Sindrome di Hourglass; questo il nome dell’unica malattia che potete contrarre se siete giovani e se aspettate di lavorare in Italia. I tassi di disoccupazione sono così alti che la nostra società, vecchia e immobile, vi può offrire solo un disturbo che colpisce chiunque si sia seduto davanti a un monitor ad aspettare che la sabbia nella clessidra del proprio pc abbia finito di scendere.
Ormai viviamo in una società “fragile, isolata ed etero diretta”, con una classe politica più o meno “prigioniera del primato dei poteri finanziari”: nel suo quarantacinquesimo Rapporto sulla situazione sociale del Paese il Censis ci vede così. È “illusorio” pensare che i poteri finanziari disegnino sviluppo, perché lo sviluppo “si fa con energie, mobilitazioni, convergenze collettive”. E noi, parlo del “sistema Paese” sembriamo aver smarrito la via, siamo fermi a parlare di articolo 18 senza nemmeno capire che ai nostri giovani nemmeno interessa, loro non ne hanno e non ne avranno mai diritto.

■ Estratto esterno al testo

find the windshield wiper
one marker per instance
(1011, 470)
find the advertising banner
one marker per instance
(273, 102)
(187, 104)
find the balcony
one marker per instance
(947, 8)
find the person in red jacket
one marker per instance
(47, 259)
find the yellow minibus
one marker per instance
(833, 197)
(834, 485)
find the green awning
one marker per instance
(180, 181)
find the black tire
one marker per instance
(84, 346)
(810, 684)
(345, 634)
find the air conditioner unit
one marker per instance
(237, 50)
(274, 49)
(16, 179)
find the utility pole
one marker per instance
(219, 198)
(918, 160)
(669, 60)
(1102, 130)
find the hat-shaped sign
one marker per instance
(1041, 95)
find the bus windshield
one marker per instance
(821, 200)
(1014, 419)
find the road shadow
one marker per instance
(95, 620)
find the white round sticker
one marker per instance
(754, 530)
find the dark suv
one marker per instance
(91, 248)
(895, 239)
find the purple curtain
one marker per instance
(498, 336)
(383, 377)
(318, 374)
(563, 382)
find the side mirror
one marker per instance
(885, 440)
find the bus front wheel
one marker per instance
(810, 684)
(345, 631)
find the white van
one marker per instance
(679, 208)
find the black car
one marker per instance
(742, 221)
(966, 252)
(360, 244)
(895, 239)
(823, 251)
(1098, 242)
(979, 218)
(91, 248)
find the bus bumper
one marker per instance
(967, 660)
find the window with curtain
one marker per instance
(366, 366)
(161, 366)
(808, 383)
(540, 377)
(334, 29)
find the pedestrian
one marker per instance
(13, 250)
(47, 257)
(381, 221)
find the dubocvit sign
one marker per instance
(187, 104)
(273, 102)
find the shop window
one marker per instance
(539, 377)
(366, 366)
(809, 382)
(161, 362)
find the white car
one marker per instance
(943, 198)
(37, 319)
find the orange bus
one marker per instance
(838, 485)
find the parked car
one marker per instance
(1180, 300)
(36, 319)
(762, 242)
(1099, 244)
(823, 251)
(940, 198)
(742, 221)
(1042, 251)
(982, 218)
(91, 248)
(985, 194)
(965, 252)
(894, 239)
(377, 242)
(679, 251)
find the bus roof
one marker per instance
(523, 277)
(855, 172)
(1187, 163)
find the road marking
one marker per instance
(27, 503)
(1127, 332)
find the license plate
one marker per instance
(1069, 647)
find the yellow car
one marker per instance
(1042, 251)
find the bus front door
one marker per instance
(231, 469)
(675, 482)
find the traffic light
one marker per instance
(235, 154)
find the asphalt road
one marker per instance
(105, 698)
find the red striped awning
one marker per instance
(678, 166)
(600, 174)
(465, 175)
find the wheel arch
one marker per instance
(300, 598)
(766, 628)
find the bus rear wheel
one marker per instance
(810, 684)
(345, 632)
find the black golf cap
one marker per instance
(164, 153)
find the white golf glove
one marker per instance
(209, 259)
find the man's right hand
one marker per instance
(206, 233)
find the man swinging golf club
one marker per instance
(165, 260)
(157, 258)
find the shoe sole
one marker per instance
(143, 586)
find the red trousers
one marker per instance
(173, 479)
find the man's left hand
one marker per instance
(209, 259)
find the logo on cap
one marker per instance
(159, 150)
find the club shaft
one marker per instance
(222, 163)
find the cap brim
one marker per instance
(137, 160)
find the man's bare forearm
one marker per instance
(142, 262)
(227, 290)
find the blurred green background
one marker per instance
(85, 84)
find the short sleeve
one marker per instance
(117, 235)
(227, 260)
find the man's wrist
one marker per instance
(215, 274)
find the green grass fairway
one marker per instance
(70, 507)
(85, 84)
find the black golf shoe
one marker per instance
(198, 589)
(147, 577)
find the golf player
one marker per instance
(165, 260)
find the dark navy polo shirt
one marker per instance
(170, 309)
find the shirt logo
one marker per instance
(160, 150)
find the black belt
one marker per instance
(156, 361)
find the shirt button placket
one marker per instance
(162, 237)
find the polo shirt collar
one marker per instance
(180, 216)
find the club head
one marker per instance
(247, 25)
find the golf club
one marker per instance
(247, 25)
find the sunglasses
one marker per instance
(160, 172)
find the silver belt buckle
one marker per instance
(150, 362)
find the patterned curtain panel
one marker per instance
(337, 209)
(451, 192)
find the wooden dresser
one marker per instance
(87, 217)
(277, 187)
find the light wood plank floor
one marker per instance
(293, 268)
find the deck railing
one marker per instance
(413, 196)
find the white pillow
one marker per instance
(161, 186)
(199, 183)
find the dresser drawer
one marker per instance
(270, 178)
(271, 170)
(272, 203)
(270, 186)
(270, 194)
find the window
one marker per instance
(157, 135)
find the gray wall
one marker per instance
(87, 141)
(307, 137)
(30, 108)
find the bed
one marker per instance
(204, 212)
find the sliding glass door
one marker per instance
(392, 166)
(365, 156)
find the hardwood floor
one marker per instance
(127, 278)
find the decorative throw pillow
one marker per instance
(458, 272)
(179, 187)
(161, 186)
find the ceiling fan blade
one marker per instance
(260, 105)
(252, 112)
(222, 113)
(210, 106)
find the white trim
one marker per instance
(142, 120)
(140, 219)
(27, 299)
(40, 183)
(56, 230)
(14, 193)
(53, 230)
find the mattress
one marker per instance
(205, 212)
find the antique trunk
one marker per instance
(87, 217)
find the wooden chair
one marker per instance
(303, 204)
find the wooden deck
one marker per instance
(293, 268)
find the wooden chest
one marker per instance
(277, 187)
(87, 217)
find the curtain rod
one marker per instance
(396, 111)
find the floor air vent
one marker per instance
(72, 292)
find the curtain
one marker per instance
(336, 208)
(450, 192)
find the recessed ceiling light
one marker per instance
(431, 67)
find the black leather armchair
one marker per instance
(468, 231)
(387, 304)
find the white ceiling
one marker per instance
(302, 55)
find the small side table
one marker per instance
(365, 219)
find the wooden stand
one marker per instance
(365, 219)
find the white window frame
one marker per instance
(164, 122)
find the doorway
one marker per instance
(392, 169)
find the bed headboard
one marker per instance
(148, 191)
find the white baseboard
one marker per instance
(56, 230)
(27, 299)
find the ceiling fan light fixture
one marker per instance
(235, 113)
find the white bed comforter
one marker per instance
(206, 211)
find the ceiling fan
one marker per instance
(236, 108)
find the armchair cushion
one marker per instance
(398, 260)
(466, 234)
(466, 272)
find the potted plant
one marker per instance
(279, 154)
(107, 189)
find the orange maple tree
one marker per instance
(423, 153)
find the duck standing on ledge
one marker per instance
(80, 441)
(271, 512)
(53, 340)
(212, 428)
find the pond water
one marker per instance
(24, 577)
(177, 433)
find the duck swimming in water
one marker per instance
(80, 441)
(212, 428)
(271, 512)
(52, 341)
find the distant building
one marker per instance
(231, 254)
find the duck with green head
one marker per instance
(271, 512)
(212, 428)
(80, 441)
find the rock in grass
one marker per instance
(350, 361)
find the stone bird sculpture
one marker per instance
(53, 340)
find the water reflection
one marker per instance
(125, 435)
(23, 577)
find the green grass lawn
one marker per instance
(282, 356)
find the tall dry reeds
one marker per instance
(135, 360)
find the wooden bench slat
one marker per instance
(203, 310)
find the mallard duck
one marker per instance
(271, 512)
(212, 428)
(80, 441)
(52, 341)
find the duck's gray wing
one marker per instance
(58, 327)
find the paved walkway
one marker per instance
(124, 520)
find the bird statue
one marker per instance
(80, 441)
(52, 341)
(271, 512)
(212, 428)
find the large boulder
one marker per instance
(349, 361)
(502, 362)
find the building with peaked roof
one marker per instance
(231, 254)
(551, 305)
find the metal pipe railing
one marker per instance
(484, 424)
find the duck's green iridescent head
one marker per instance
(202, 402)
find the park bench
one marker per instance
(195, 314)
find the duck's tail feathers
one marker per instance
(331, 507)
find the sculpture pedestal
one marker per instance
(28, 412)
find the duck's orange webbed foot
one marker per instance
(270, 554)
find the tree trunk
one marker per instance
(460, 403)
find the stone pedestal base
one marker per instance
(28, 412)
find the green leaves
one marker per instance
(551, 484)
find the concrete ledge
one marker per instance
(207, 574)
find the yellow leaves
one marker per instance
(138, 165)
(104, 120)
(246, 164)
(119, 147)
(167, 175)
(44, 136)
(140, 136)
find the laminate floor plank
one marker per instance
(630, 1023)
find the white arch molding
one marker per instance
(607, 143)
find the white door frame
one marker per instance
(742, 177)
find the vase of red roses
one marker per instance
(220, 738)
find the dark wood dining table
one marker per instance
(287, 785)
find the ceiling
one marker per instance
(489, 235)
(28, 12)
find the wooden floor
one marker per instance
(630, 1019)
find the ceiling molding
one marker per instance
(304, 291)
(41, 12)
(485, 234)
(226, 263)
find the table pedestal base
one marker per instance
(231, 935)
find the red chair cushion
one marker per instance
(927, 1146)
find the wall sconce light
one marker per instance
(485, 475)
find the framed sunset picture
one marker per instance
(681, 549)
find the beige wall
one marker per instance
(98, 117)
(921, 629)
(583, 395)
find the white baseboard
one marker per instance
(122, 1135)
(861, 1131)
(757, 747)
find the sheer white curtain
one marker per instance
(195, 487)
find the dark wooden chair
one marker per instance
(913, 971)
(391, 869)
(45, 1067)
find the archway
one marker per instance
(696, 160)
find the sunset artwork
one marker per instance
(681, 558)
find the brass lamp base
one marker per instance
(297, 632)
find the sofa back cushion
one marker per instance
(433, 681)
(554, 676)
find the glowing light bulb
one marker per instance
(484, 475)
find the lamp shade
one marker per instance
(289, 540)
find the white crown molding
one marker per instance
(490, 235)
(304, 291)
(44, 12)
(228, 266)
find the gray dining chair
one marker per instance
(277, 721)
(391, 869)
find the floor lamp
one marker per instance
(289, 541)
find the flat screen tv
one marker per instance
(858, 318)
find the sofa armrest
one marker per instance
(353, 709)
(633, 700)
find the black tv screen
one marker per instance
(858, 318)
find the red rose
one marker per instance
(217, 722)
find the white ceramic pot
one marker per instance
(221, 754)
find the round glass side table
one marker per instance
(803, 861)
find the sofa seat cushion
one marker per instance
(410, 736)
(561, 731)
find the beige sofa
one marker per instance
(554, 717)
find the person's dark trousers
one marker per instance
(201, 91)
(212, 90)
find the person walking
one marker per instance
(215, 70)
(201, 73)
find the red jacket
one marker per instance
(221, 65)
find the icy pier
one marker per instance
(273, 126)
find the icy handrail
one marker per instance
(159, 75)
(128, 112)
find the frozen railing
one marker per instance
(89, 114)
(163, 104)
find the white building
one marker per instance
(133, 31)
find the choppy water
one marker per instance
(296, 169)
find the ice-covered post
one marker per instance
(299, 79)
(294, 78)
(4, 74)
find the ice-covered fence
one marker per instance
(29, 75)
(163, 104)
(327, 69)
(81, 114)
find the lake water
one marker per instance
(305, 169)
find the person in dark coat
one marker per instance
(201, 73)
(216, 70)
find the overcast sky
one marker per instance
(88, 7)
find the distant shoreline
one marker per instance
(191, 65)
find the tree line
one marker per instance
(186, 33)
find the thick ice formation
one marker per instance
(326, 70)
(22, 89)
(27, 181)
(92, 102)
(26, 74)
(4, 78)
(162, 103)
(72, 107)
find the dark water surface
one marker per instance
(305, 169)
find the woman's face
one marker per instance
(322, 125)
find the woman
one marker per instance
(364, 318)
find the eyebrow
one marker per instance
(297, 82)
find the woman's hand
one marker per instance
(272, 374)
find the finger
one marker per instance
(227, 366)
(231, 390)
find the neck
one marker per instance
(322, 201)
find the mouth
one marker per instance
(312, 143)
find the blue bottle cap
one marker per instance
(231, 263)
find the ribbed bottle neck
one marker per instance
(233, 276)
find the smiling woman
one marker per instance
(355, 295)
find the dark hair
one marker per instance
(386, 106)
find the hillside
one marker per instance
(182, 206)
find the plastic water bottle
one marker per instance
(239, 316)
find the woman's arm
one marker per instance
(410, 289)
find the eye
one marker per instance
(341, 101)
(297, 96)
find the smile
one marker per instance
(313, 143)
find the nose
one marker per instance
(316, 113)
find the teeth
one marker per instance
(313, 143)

Anche quest’anno l’ultimo rapporto del Censis, reso noto il 2 dicembre scorso, ci aiuta a capire il cambiamento “geografico, antropologico, dell’economia e del lavoro, del rapporto tra vecchie e nuove generazioni - scrive Sebastiano Malamocco, presidente di “Geograficamente: conservazioni e trasformazioni virtuose del territorio” -, che caratterizzano la forte crisi dell’Italia (come soggetto multiplo culturale ed economico nel mondo) e della sua società, che sembra non capire più bene chi sia e dove voglia andare”.
Per il sociologo Giuseppe De Rita, dal 1993 Direttore Generale del Censis, “l’Italia non si evolve”, anzi è in uno stato di profondo declino. Se prima era legittimo urlare ai propri figli: «Se non studi finirai a pulire i gabinetti», oggi si rischia di finire a pulire i gabinetti anche se un titolo di studio lo si ha (è uno dei settori professionali dove torna a salire la quota di italiani). “D’altra parte - scrive La Stampa -, le imprese innovano poco; e che si può pretendere, se solo il 15% tra gli imprenditori sono laureati? De Rita si inquieta che, coscienti di queste prospettive, gli italiani smettano perfino di desiderare: il 28% pensa che in futuro starà peggio, il 34% che i figli staranno peggio dei genitori. Per la maggioranza, l’obiettivo è tutelare il benessere di cui già godono. I soli ottimisti sembrano essere gli immigrati, che al 65% vedono l’Italia di domani più ricca e più giusta”.

L'economia svuotata dalla finanza
Tutti ripetono lo stesso mantra: bisognerebbe smetterla con un sistema finanziario che privilegia movimenti speculativi ed economie “non reali”, oppure investimenti sul mattone, edilizi, immobiliari, quando lì oramai non c’è più mercato. Il problema è che continuare a ripeterlo non farà cambiare nulla. Il sistema politico-economico è troppo intrecciato, la politica dei grandi e medi nomi è ormai una costola del potere economico, finanziario o meno, delle lobby nostrane e internazionali. Il mantra, anche se ripetuto dai grandi giornalisti che lavorano per Spa, e le loro parole influenzano le curve della borsa, è solo un esercizio di stile. I risultati di politiche neoliberiste, che hanno puntato sul “rigore” e sui tagli, hanno dimostrato la loro inefficacia.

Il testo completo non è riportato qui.